I blinked and it’s already July, and we are well into summer. ‘Tis the season of berry picking, outdoor excursions, and bright skies at 9pm. My absolute favourite thing to do is to bring out pillows and blankets out on the porch at night, taking in the fresh summer night breeze, work on a blog post, read, and reflect on everything I’m grateful for in my journal. Sometimes I think we all just need some down time to relax and rewind from our busy lives, and bring ourselves back to this present moment. Think of everything you’ve done and achieved to have brought yourself to this very moment. Drop the past and future for a minute and reflect on what it means to be alive, right here, right now. Despite all your struggles, stresses, and difficulties you are facing in life, you are still here, still alive, and you can most definitely shift your mindset and challenge yourself to see any situation in a more vibrant light.
We are all human, and sometimes we like to shift our focus on things to complain about and show others how terrible we feel in hopes they will make ourselves feel better. But ultimately, we determine our own happiness and control our own feelings; others can help us feel better to the extent of their words and actions, but it is up to ourselves to shift our own mindset from being in a negative state to a positive one. We control our own outlook on every situation; nobody can change our mindset unless we allow our mindset to change to their perspective.
I feel as though this past year being in university, I’ve forgotten what it means to be balanced. I have grown so much as a person academically and have been presented a wealth of knowledge that I never knew existed. Despite taking the effort to care of myself, I’ve been deprived of sleep and deprived of simply doing things that make me happy. I had this mindset that if I do anything for myself with only the sole purpose of bringing myself happiness, my grades would suffer and therefore it wouldn’t benefit me or anyone. Now that it’s summer and I’ve finally had time to reflect and think about this year, where I stand, and where I want to move forward, I just want to express my gratitude with the friends I’ve made, the people I’ve had the pleasure to meet, my loving family and dog, having a lovely place I can call home away from home, the experiences and lessons I’ve encountered and learned from, and even all the really stupid mistakes I’ve made (like taking a Geography course hoping it will be a GPA booster, forgetting my umbrella when heading out the door and saying “whatever, I can deal” but end up getting soaked when walking home, being too shy to get to know more people, putting some other solution in a buret instead of NaOH and having to perform the titration experiment 6 times, and countless others). I can’t even express in words how grateful I am to have such a strong support system in my life. Even in the moments of feeling alone, I know that they will always relate to my situation and be cheering me on, and I can only hope I am able to reciprocate what they do for me.

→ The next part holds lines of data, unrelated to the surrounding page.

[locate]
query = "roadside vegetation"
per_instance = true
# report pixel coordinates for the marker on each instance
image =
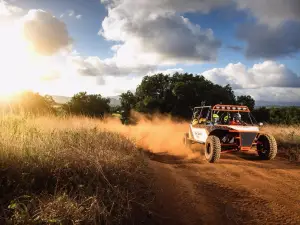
(288, 140)
(73, 164)
(67, 171)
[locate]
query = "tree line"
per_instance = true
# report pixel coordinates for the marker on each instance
(174, 95)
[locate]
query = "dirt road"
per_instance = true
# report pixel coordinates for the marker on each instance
(239, 189)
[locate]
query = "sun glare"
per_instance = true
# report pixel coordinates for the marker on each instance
(20, 67)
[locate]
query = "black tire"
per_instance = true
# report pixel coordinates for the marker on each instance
(268, 148)
(212, 149)
(187, 142)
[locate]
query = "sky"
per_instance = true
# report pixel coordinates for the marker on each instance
(62, 47)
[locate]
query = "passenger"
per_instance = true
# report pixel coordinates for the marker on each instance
(216, 118)
(237, 119)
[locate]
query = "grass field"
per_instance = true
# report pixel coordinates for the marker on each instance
(78, 170)
(67, 171)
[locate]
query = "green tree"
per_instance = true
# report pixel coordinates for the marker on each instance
(89, 105)
(33, 103)
(128, 102)
(177, 94)
(246, 100)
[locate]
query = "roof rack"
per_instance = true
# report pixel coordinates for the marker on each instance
(231, 108)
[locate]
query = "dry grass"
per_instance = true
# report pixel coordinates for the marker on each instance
(66, 171)
(288, 140)
(77, 170)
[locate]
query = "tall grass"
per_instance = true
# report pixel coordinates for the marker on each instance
(66, 171)
(288, 140)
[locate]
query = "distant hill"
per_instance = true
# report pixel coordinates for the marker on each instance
(276, 104)
(61, 99)
(114, 100)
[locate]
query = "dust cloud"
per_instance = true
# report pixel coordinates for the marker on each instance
(156, 133)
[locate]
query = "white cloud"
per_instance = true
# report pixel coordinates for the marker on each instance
(266, 74)
(272, 94)
(94, 66)
(272, 12)
(46, 33)
(7, 9)
(167, 71)
(156, 34)
(266, 81)
(71, 13)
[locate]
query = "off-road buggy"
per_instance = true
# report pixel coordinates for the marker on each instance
(226, 128)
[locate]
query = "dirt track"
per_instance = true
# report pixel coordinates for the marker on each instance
(239, 189)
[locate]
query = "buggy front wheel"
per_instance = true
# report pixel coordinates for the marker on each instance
(212, 149)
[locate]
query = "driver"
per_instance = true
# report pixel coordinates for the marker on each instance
(237, 119)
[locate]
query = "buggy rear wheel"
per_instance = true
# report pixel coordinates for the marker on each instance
(186, 141)
(212, 149)
(266, 147)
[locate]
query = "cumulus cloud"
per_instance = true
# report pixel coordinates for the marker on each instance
(94, 66)
(79, 17)
(271, 42)
(71, 13)
(266, 74)
(46, 33)
(7, 9)
(272, 12)
(272, 94)
(167, 71)
(156, 34)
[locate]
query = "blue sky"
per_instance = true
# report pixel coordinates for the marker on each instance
(242, 43)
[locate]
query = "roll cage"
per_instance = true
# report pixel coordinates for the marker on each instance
(204, 114)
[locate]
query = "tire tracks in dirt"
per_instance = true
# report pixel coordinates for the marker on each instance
(239, 189)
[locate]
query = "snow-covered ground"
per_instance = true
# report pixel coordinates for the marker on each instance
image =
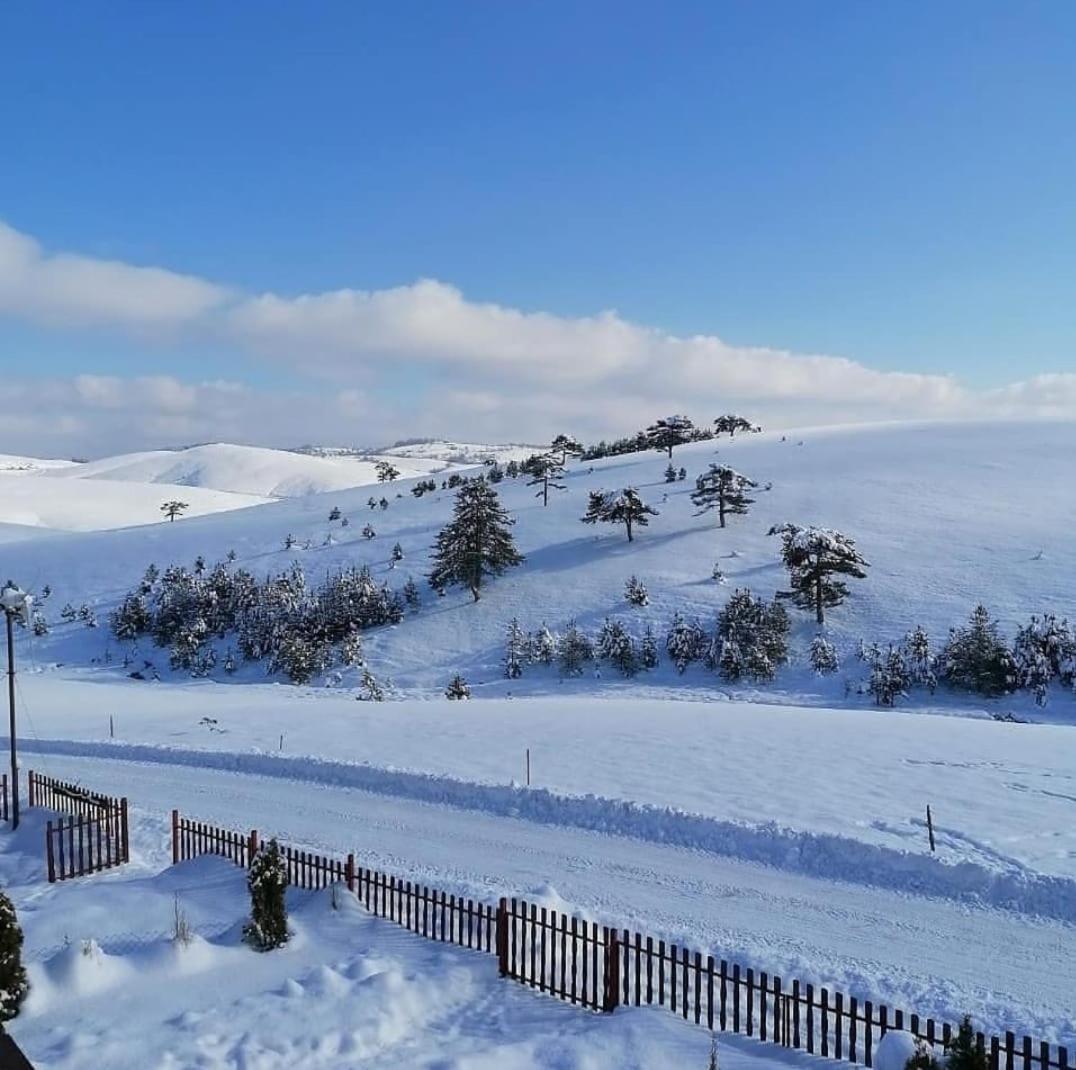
(783, 825)
(110, 987)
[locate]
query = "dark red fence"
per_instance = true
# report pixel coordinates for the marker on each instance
(91, 833)
(603, 968)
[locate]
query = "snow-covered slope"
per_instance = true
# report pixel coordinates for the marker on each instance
(241, 469)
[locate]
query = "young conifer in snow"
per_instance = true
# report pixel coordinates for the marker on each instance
(723, 489)
(684, 643)
(815, 557)
(976, 658)
(477, 543)
(543, 646)
(576, 650)
(547, 472)
(625, 508)
(515, 650)
(669, 432)
(636, 592)
(753, 637)
(13, 981)
(267, 881)
(457, 689)
(823, 656)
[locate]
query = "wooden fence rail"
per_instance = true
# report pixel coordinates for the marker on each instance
(603, 968)
(89, 835)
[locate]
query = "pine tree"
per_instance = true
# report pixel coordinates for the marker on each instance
(723, 489)
(976, 658)
(476, 543)
(823, 656)
(964, 1052)
(576, 650)
(813, 557)
(267, 881)
(684, 643)
(515, 650)
(668, 433)
(546, 472)
(13, 981)
(625, 508)
(457, 689)
(543, 646)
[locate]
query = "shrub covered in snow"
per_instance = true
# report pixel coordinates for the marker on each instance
(267, 881)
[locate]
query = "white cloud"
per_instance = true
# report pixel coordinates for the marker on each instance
(66, 290)
(489, 370)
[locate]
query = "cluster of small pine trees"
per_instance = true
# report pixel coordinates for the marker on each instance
(299, 630)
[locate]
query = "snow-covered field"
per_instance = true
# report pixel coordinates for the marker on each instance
(782, 825)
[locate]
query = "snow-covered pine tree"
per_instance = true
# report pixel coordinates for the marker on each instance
(723, 489)
(890, 677)
(543, 645)
(477, 543)
(684, 643)
(731, 423)
(625, 508)
(457, 689)
(576, 650)
(648, 649)
(13, 981)
(515, 650)
(753, 637)
(565, 446)
(813, 557)
(919, 658)
(267, 881)
(823, 656)
(976, 658)
(546, 470)
(667, 433)
(369, 689)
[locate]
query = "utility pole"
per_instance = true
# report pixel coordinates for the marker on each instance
(15, 603)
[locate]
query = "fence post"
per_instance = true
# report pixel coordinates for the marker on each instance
(611, 987)
(501, 935)
(124, 844)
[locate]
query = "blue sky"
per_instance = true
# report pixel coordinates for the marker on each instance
(888, 183)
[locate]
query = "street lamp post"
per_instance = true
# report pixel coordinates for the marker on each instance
(15, 603)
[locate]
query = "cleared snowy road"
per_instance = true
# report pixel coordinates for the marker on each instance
(935, 956)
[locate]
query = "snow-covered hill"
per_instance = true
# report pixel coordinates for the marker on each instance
(241, 469)
(948, 516)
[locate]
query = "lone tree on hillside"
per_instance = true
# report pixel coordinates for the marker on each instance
(730, 423)
(813, 557)
(173, 509)
(546, 472)
(624, 508)
(669, 432)
(476, 543)
(386, 472)
(722, 489)
(565, 446)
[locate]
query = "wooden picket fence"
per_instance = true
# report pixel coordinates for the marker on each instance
(89, 835)
(603, 968)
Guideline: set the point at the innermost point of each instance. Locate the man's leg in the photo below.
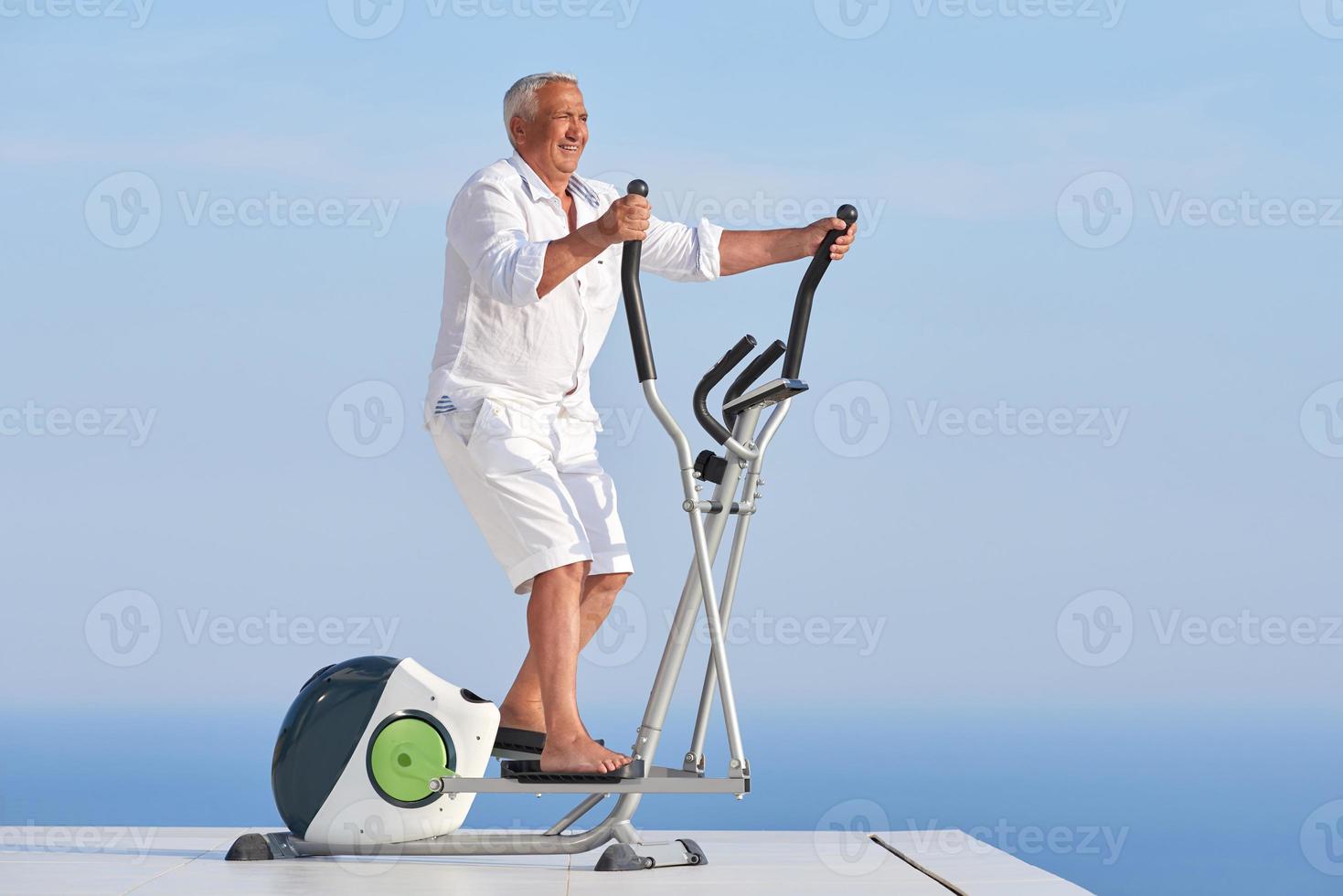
(555, 626)
(523, 707)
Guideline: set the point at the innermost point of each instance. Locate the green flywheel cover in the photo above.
(404, 756)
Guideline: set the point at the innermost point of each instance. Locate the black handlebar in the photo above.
(763, 361)
(701, 392)
(802, 306)
(634, 298)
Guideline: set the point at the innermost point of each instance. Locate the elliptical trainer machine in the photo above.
(378, 756)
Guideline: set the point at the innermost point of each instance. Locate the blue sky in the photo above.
(1034, 248)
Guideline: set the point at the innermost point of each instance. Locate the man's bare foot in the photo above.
(581, 753)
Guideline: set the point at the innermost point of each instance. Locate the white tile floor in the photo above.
(111, 861)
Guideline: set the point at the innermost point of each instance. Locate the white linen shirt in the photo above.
(497, 338)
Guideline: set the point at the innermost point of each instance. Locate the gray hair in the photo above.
(520, 100)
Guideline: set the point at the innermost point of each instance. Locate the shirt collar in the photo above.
(538, 189)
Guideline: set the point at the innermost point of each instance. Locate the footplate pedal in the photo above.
(529, 770)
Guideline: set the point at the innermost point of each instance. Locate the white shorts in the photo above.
(532, 483)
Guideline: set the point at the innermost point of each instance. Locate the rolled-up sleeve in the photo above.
(487, 231)
(682, 252)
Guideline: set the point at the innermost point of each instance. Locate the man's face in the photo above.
(552, 143)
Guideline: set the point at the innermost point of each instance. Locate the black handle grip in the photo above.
(763, 361)
(634, 298)
(807, 291)
(716, 430)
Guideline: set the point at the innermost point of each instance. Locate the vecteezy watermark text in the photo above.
(136, 12)
(126, 209)
(126, 627)
(131, 423)
(1100, 209)
(1099, 627)
(374, 19)
(1102, 423)
(1107, 12)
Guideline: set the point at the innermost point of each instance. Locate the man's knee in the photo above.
(569, 575)
(602, 589)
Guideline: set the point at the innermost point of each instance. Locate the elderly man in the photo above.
(532, 283)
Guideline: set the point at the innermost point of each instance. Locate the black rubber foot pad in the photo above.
(249, 848)
(529, 770)
(523, 741)
(520, 739)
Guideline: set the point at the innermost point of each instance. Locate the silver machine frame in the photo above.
(738, 495)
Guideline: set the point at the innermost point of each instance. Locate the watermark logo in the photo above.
(274, 209)
(1096, 211)
(1107, 12)
(131, 423)
(367, 19)
(1096, 629)
(1103, 842)
(844, 841)
(136, 12)
(1322, 420)
(1322, 838)
(624, 635)
(861, 635)
(853, 19)
(1102, 423)
(374, 633)
(123, 629)
(1325, 17)
(367, 420)
(123, 209)
(368, 827)
(853, 420)
(121, 841)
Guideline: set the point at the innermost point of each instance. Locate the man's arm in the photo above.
(743, 251)
(627, 218)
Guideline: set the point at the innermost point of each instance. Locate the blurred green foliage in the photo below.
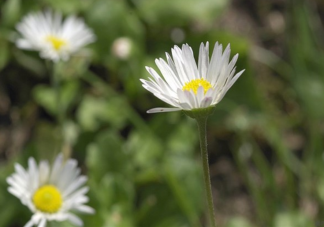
(144, 170)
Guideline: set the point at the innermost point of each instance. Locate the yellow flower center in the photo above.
(56, 42)
(194, 85)
(48, 199)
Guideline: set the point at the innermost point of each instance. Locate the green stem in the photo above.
(202, 123)
(65, 148)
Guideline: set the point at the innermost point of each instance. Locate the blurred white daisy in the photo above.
(54, 38)
(186, 86)
(50, 192)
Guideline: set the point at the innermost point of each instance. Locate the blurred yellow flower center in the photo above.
(194, 85)
(48, 199)
(57, 43)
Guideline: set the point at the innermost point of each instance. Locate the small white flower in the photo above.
(51, 193)
(54, 38)
(122, 47)
(186, 86)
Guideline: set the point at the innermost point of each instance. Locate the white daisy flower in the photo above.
(186, 86)
(54, 38)
(51, 193)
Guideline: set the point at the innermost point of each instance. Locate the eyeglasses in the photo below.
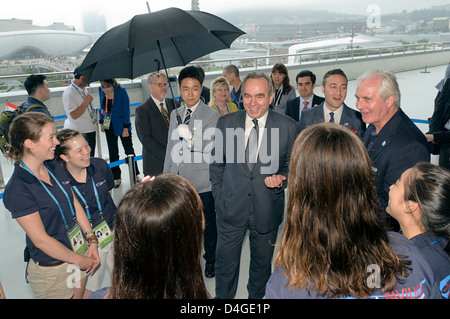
(161, 85)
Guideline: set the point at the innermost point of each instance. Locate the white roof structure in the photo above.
(333, 44)
(43, 42)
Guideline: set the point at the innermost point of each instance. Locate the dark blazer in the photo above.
(350, 118)
(152, 131)
(237, 190)
(441, 113)
(398, 146)
(293, 106)
(120, 117)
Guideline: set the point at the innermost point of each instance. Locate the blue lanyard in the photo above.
(86, 206)
(436, 241)
(52, 196)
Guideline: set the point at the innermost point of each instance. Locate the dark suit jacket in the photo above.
(350, 118)
(237, 190)
(441, 113)
(152, 132)
(293, 106)
(398, 146)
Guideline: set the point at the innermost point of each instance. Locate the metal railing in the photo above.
(309, 57)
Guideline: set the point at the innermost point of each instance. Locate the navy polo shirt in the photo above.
(100, 171)
(432, 247)
(24, 195)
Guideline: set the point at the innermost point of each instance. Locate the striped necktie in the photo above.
(331, 117)
(305, 103)
(187, 118)
(165, 114)
(252, 145)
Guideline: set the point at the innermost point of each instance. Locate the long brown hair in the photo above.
(333, 229)
(429, 186)
(158, 242)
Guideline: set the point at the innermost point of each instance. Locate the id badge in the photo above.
(106, 123)
(77, 241)
(103, 233)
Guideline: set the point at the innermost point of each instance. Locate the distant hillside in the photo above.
(289, 16)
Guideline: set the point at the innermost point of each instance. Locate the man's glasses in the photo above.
(161, 85)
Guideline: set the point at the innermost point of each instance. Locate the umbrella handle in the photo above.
(167, 77)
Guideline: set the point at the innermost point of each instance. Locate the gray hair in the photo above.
(231, 68)
(388, 84)
(258, 75)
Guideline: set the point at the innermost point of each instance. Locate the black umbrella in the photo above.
(167, 38)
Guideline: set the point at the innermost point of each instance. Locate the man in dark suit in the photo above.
(152, 124)
(188, 152)
(393, 141)
(439, 133)
(333, 109)
(249, 189)
(306, 82)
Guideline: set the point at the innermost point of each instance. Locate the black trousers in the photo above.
(228, 256)
(113, 150)
(210, 233)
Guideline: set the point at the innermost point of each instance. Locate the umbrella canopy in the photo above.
(166, 38)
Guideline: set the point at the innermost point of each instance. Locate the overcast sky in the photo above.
(45, 12)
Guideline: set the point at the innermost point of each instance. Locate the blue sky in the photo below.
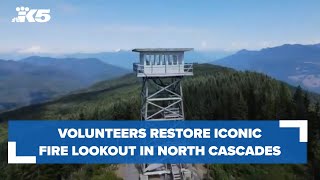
(107, 25)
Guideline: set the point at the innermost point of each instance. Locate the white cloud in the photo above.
(32, 49)
(204, 44)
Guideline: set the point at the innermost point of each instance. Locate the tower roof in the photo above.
(162, 49)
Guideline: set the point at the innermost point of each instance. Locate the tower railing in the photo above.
(163, 70)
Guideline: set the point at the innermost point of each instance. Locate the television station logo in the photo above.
(25, 14)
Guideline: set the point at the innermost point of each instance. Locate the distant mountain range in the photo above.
(37, 79)
(123, 58)
(295, 64)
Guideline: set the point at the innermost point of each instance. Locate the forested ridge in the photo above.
(213, 93)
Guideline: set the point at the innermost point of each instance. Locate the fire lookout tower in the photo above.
(162, 70)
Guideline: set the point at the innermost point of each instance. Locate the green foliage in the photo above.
(213, 93)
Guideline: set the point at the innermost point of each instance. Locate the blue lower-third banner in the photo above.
(101, 142)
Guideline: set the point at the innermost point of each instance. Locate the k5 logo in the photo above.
(26, 14)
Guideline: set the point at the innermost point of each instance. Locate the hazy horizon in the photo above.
(98, 26)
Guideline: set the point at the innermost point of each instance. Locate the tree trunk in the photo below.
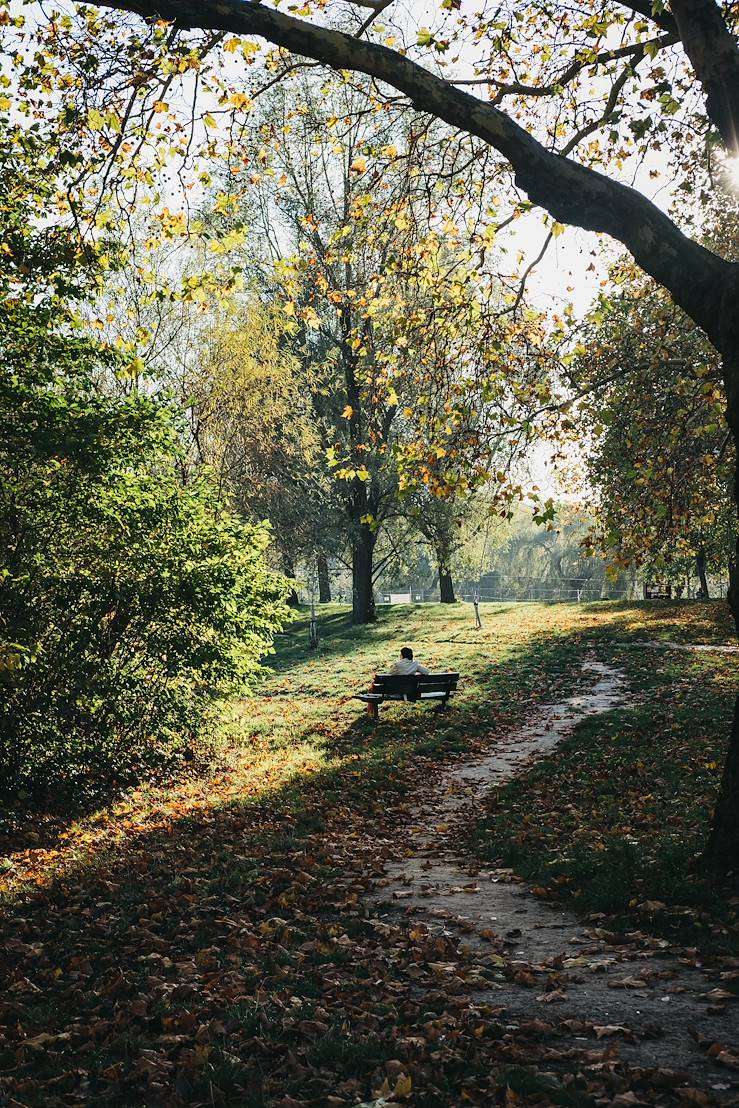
(288, 570)
(700, 570)
(445, 585)
(722, 849)
(362, 594)
(324, 581)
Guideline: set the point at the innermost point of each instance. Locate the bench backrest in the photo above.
(413, 686)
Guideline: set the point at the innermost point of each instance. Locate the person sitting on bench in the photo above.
(403, 667)
(406, 666)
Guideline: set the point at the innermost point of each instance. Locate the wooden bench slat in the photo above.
(411, 687)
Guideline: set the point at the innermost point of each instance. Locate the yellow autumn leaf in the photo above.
(403, 1087)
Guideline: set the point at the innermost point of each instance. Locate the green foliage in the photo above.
(127, 604)
(658, 452)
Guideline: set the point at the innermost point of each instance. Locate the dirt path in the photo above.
(649, 1007)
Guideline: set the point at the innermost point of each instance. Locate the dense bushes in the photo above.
(127, 602)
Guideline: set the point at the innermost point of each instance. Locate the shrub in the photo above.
(129, 601)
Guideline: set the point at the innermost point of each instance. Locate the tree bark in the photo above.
(362, 593)
(324, 581)
(722, 849)
(445, 585)
(700, 570)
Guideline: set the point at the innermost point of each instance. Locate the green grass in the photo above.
(183, 924)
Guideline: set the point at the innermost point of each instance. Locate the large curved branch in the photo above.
(572, 193)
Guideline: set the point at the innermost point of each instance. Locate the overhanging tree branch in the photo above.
(712, 51)
(572, 193)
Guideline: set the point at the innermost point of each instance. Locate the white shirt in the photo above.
(406, 667)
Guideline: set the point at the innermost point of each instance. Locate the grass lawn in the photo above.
(208, 943)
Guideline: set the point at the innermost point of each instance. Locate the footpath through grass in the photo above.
(616, 819)
(211, 943)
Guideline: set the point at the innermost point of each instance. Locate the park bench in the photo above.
(411, 689)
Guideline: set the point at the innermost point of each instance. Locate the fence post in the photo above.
(314, 638)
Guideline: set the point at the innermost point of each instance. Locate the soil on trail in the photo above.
(655, 1007)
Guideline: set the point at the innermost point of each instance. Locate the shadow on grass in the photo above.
(227, 956)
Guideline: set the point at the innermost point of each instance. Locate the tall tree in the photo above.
(658, 453)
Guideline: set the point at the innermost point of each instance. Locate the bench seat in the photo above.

Any outing with Jessica and Leung will always be a good time. Whether it be going for ice-cream on a Friday night in the midst of winter, ranting about our struggles with university, relating and sympathizing with each other, hearing Jess declare her love for Cob’s chocolate chip hot cross buns, waiting at the bus stop across from the “Hip Baby” storefront, and taking socially unacceptable and ridiculously hideous pictures with the self-timer, and watching “Love, actually” together with no idea of what was actually going on because we were too busy drinking Bailey’s hot chocolate and eating guacamole to care about the movie, these two just bring pure joy and positivity to my life. Like I mentioned before (and I can’t mention enough), so much gratitude. And so many more ice-cream runs, Christmas parties, and Friday night ventures next year and the years to come with these two.
There are also these two I will be forever grateful for. Despite them being on the East coast for university, we’ll always arrange time to Skype and update each other on our lives. I don’t think we can ever forget the crazy times growing up together in middle school, tackling the challenges of high school, and although we have chosen different paths for our university experience, our journey sharing every detail of each other’s lives and laughing at the weirdest jokes is still going strong, and will continue on until we become old and wrinkly.
I believe there are two types of people in life: some talk to you in their free time and some free their time to talk to you. There are many others who have impacted me and shaped me into who I am today, and this post would be a novel if I named them all. All I can do in return is to make them feel loved when they don’t have the strength to do it themselves.
Sometimes you have to experience the dark & ugly in order to appreciate the bright & beautiful. I’ve learned that nothing is as crazy as it seems, nothing is worth reducing your health, and nothing is worth poisoning yourself into stress, anxiety, and fear. And I think it is time for us to see the world in a more positive light, live in vibrancy, do things that bring us happiness, and raise each other up because in all honesty, it’s a good life.